The U.S. Court of Appeals for the Eleventh Circuit affirmed the lower court’s decision, using what it described as a holistic approach. It considered all five IQ scores plus expert testimony about Smith’s difficulties in self-direction, social and interpersonal skills, independent home living, education, and other adaptive deficits.
Why the Supreme Court Is Involved
When Smith’s case first reached the Supreme Court in 2024, the justices did not immediately rule on it. Instead, they vacated (set aside) the Eleventh Circuit’s ruling and sent it back for clarification, noting that the lower court’s opinion was ambiguous. On one reading, it seemed to treat Smith’s lowest possible IQ score (69) as decisive. On another, it suggested a more balanced, evidence-wide analysis.
After the remand, the Eleventh Circuit made clear it was relying on the holistic approach, which included not just the low-end IQ estimate, but all his test results and expert views on his functioning. Alabama then appealed again, asking the Supreme Court to clarify what standard should apply when someone submits multiple IQ scores in a death-penalty case.
What’s at Stake
This case could determine more than just Smith’s life.
Legal Clarity for Capital Cases
If the Supreme Court endorses a holistic standard, courts would be required to consider the full picture — all IQ scores, not just one number, plus how a person functions in daily life. But if the Court instead rules that the lowest possible score after adjusting for error should decide, it could set a stricter rule that makes it harder for some people to qualify as intellectually disabled.
Effects on People With Intellectual Disabilities
For people with borderline or variable IQ test results, this could be a life-or-death decision.

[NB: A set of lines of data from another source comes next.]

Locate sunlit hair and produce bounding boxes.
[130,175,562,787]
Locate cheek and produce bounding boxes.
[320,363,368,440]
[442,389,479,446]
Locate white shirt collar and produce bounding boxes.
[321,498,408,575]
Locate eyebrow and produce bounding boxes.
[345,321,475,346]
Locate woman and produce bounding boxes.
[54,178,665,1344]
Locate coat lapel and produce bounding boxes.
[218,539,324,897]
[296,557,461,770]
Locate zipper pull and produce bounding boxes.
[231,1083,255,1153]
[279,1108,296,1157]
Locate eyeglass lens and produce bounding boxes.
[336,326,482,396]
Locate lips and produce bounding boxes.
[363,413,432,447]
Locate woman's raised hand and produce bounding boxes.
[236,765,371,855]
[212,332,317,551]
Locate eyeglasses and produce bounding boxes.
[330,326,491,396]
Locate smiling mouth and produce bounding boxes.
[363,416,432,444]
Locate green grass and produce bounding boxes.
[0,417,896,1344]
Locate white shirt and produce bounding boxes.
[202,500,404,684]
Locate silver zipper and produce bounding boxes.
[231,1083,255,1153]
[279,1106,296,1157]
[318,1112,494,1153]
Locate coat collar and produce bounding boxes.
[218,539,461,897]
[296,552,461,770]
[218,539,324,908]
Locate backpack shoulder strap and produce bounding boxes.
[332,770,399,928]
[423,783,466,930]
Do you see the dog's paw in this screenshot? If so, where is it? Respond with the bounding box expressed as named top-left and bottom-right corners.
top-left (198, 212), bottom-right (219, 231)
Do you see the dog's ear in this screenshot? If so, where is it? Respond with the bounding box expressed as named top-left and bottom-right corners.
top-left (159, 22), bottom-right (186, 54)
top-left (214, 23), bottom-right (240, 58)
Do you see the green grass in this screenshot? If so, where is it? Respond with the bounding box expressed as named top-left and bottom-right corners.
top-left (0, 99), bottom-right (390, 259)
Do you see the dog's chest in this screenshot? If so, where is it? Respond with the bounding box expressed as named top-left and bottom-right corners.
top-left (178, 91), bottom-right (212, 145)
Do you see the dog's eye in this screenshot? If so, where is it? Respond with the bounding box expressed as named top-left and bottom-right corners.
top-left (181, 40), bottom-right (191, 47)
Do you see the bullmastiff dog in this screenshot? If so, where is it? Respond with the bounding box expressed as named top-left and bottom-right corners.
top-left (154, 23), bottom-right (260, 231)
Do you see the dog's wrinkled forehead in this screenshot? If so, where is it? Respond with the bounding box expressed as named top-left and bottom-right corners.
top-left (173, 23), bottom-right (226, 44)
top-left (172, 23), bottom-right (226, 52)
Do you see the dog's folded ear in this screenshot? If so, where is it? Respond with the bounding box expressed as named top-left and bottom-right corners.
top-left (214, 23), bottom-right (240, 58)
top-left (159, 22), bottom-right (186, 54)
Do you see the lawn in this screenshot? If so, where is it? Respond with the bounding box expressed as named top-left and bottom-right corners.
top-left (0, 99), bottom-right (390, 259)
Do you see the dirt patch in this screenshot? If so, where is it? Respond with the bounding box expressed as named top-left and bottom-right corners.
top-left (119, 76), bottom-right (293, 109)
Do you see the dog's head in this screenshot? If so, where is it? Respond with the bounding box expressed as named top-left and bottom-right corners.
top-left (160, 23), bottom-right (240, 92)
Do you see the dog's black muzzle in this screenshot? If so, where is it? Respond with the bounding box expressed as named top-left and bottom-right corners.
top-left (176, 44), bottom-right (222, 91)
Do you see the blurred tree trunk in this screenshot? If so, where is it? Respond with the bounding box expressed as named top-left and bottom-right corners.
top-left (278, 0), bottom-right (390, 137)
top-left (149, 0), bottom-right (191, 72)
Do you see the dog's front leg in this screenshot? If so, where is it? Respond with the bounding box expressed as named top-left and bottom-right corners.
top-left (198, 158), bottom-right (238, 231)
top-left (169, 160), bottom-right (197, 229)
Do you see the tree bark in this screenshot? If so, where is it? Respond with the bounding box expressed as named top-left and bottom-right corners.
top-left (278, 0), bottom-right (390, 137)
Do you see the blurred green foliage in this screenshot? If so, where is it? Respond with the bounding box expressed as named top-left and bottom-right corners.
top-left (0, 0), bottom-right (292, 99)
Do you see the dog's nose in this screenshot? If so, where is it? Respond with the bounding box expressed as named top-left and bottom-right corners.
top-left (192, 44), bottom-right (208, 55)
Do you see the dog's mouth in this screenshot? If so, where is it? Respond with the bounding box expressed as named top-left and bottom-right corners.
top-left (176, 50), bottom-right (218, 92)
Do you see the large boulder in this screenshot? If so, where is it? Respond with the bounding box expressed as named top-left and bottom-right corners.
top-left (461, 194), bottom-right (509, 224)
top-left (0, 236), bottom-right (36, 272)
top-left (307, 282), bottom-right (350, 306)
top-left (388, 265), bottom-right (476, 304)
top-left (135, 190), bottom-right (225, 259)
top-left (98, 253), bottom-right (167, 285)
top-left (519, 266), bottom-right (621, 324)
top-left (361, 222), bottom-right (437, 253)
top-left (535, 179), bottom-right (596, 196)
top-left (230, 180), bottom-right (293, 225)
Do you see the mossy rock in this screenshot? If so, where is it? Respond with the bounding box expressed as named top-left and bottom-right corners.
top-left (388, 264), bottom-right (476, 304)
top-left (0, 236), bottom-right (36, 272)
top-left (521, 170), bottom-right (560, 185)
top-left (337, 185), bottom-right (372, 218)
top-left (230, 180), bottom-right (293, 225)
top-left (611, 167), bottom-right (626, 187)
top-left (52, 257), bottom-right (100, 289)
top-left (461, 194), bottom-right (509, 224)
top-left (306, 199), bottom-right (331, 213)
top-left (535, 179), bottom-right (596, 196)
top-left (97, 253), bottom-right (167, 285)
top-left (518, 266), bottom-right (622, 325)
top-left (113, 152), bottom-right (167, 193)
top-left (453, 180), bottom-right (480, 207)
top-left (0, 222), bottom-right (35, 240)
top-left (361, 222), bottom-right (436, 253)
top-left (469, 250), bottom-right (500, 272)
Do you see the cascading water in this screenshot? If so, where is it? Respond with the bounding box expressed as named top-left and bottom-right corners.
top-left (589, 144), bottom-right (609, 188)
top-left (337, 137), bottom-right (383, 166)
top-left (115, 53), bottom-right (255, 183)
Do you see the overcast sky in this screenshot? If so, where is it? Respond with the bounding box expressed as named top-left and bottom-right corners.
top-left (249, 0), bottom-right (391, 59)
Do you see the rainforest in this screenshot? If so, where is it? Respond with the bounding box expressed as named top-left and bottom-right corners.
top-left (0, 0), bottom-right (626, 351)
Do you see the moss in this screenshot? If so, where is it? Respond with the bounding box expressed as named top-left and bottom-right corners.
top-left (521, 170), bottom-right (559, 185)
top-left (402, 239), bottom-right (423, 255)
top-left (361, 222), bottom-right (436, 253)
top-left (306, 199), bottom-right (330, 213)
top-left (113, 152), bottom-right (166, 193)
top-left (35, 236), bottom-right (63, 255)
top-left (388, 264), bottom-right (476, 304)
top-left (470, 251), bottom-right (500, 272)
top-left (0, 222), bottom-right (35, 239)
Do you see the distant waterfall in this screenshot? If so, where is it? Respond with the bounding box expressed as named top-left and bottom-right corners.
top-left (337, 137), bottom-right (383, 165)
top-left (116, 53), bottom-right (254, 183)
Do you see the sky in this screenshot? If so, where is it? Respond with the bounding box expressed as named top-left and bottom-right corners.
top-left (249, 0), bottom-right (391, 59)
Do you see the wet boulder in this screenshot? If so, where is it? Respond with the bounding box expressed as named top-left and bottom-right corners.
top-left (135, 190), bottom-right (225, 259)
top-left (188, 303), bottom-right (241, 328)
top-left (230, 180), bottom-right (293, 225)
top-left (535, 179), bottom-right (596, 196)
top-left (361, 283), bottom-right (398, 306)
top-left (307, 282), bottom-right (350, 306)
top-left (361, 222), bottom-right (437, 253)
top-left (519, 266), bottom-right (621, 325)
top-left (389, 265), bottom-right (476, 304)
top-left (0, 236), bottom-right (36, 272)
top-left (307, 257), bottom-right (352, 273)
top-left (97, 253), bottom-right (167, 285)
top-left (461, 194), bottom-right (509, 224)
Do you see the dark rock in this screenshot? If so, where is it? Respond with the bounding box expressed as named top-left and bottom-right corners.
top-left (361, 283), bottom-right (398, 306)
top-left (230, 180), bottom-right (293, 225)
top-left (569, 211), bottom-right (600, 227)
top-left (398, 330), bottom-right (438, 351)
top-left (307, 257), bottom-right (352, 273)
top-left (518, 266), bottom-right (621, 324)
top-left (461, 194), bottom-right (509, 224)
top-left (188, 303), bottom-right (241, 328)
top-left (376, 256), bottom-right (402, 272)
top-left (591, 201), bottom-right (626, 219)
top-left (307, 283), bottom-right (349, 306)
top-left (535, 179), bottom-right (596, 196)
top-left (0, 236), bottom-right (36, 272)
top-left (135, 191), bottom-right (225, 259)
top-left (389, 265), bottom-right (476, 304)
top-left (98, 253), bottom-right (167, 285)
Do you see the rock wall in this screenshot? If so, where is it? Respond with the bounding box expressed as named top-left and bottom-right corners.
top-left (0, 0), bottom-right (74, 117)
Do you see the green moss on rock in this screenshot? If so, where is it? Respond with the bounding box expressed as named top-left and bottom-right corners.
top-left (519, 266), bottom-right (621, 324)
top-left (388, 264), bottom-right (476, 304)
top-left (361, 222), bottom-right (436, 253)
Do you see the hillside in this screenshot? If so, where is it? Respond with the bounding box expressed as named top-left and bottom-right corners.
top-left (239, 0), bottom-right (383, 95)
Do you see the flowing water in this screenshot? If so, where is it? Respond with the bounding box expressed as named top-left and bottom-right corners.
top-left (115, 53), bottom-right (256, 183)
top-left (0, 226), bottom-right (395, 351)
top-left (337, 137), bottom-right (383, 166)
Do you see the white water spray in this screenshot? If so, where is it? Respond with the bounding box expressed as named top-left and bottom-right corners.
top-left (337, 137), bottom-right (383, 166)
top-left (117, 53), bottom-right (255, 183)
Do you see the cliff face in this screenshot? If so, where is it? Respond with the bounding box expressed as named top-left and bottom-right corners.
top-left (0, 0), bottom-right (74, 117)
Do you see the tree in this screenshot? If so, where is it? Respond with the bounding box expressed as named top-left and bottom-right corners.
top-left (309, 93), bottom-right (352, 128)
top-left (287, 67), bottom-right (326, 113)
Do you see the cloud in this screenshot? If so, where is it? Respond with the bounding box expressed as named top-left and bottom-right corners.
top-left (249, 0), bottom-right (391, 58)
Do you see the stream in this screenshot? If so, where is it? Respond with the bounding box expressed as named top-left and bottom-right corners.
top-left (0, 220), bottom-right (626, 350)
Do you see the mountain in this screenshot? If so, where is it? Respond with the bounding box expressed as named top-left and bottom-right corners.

A ruling that supports holistic evaluation would validate expert testimony about adaptive behavior (how someone copes, learns, interacts), not just raw test scores. That matters for fairness and dignity, since intellectual disability is more than just a number.
Broader Implications
Though this case directly concerns the death penalty, how the courts treat IQ testing could influence other areas, such as criminal sentencing, disability benefits, and eligibility for services.
Science Meets Law
The case is also a reminder of the limits of standardized testing. IQ tests have known margins of error. Courts must grapple with statistical uncertainty and decide how much weight to give to that uncertainty when making life-altering decisions.
Why It Matters Now
The Supreme Court has recognized that how intellectual disability is defined affects more areas of life than just who is exempt from the death penalty. The outcome of this case could determine how individuals are classified as disabled and are therefore eligible for Social Security benefits, extra educational services, and other accommodations. A decision in the case is expected by late June or early July.